The geographies were mixed: Due to the tough comparable in Q4 2007, growth in North
America was only 1% for the quarter and 8% for the year. The positive: Direct sales were
up, in the "upper teens for the year" as major customers continued to buy. The negative
(by inference, since it wasn’t stated): channel partners selling to smaller accounts had a
tougher time of it, not surprising, given the economic squeeze many of these companies
Revenue from Europe grew 13% in Q4 and 24% for the year. Germany and central Europe
led the way, while "our French business was also quite strong", said Cashman. ANSYS’

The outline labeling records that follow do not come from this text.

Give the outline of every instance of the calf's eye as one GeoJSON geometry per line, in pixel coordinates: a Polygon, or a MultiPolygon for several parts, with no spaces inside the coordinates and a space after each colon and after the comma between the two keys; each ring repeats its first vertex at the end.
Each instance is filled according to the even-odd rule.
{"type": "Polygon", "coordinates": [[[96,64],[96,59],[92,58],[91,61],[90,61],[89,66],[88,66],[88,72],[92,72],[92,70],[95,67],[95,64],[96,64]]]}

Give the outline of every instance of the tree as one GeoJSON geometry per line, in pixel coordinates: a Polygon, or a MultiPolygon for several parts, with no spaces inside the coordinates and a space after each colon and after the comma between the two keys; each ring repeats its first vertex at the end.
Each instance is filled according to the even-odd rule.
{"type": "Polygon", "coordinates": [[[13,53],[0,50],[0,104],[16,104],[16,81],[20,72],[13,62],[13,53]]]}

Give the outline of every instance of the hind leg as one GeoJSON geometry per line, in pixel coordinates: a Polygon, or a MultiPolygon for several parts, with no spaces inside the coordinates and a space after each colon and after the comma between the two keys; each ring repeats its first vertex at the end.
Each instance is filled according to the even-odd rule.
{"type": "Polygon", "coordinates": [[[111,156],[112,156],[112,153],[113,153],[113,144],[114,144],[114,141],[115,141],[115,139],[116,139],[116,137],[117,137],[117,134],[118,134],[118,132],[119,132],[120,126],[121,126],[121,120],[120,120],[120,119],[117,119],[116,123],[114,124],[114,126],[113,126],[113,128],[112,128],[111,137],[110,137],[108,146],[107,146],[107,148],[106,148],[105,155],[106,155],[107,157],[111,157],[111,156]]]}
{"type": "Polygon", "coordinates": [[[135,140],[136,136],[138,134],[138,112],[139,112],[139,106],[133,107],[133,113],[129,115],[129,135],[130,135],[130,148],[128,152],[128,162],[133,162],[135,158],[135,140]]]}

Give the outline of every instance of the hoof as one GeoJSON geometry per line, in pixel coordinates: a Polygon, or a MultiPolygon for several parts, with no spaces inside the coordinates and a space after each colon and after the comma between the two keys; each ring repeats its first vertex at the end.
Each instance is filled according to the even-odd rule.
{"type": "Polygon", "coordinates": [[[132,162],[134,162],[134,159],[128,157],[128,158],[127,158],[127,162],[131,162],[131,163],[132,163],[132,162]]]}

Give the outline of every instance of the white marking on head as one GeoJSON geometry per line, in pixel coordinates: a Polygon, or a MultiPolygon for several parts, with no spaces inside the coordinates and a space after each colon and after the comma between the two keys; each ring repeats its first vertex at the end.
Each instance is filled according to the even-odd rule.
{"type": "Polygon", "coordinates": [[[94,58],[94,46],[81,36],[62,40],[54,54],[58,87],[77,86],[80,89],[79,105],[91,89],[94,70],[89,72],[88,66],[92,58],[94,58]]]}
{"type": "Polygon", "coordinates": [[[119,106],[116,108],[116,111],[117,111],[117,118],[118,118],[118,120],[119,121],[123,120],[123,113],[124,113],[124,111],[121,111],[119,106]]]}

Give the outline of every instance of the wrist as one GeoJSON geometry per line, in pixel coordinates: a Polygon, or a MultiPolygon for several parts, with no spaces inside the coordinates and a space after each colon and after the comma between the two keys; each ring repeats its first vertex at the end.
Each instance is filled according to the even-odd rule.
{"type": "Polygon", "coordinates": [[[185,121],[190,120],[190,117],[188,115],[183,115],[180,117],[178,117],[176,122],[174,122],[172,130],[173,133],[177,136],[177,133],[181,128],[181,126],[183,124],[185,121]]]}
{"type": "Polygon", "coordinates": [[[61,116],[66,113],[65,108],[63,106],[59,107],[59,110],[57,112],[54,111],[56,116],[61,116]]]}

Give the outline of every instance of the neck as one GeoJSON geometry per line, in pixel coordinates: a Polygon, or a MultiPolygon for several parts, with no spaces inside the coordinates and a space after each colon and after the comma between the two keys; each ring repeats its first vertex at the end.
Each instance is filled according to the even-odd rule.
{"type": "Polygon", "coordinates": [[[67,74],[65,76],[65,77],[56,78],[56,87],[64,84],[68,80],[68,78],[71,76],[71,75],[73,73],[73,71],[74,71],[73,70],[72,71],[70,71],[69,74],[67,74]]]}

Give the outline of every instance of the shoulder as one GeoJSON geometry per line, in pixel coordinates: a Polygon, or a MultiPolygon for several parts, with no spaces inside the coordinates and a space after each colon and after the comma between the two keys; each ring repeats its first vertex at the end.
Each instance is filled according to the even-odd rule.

General International Area is heavily weighted towards Japan, where Ansoft had a strong
presence. Organic growth for the region was 13% in Q4 and 23% for the year. Japan grew
49% in Q4 and organically at 10%. For the year, on an organic basis, Japan grew at 19%.
Most of the rest of GIA grew in excess of those numbers, 60% for the year or about 28%
ANSYS also offered guidance for 2009 – which is likely what killed the share price late last
week. ANSYS now expects revenue of $522 million to $582 million for 2009 – down from
around $600 million in November. Q1 is expected to be in the range of $117 million to
$125 million. Important to note here is that, if this comes to pass, it would be the first time
in years that ANSYS has reported a Q1 lower than the prior Q4 – since just before the
Fluent acquisition, in fact. Hmm …
One more point: investors like certainty. When a company like ANSYS, which always
mentions that 66% of its revenue is repeatable, then give such an enormous revenue
range, investors get nervous. And investors sell.